A new report from the independent data consortium Net Zero Tracker has revealed that nearly half of all major listed companies have set net-zero targets, but only 4 percent of them meet UN guidelines. The report, produced in collaboration with organisations such as Oxford University and the Energy and Climate Intelligence Unit, highlights the need for these companies to enhance the credibility of their mitigation targets to align with the goals of the Paris Agreement.
The Paris Agreement, established in 2015, aims to limit the global temperature increase to 1.5°C above pre-industrial levels. While over 40 percent of relevant firms have set net-zero targets, the report emphasises that these targets must be credible and aligned with the Paris Agreement’s objectives.
John Lang, project lead at Net Zero Tracker, noted that many net-zero targets lack credibility, but the report helps identify which major companies are on the right track regarding their net-zero commitments. The report questions whether the companies people invest in, work for, or purchase from are on the right side of the net-zero commitment.

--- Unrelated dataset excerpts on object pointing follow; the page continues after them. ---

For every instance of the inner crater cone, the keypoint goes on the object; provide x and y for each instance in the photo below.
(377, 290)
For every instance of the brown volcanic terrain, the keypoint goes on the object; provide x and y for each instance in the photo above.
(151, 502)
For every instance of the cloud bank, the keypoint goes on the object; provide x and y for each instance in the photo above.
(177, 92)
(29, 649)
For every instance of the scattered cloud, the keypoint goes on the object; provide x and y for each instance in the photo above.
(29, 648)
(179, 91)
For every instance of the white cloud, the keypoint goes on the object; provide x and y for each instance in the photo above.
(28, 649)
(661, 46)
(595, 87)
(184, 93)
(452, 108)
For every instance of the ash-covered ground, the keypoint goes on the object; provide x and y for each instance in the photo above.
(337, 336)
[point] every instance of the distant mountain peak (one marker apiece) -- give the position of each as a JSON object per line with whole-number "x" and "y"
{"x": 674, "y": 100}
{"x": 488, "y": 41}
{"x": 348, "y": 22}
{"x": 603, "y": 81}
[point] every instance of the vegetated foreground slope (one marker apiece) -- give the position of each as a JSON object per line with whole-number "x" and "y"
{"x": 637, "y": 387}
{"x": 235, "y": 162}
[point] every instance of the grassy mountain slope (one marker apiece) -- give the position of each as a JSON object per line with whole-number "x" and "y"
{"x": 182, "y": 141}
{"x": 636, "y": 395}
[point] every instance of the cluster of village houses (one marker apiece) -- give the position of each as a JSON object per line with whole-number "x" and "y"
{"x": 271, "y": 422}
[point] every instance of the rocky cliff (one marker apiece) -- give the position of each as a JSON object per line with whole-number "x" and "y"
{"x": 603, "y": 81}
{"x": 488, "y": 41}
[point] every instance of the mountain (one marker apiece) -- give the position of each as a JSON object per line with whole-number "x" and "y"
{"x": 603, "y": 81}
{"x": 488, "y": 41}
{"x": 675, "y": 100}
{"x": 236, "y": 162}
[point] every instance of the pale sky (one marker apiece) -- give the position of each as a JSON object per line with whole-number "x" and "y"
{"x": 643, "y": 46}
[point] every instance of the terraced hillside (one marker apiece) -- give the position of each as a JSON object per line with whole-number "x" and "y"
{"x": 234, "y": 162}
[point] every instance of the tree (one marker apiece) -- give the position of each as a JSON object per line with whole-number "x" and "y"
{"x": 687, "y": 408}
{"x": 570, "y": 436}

A closer examination of the companies with net-zero targets reveals that only 37 percent of them include Scope 3 emissions, which are linked to a corporation’s value chain. Additionally, just 13 percent establish quality standards for the use of carbon offsets.
This report comes on the heels of warnings from the International Energy Agency (IEA) in October, emphasising the need for stronger energy policies to limit global warming. The IEA also warned that without significant global policy changes, the global temperature could rise by 2.4 degrees Celsius this century. The agency expects the share of fossil fuels in the global energy supply to decline from 80 percent to 73 percent by 2030.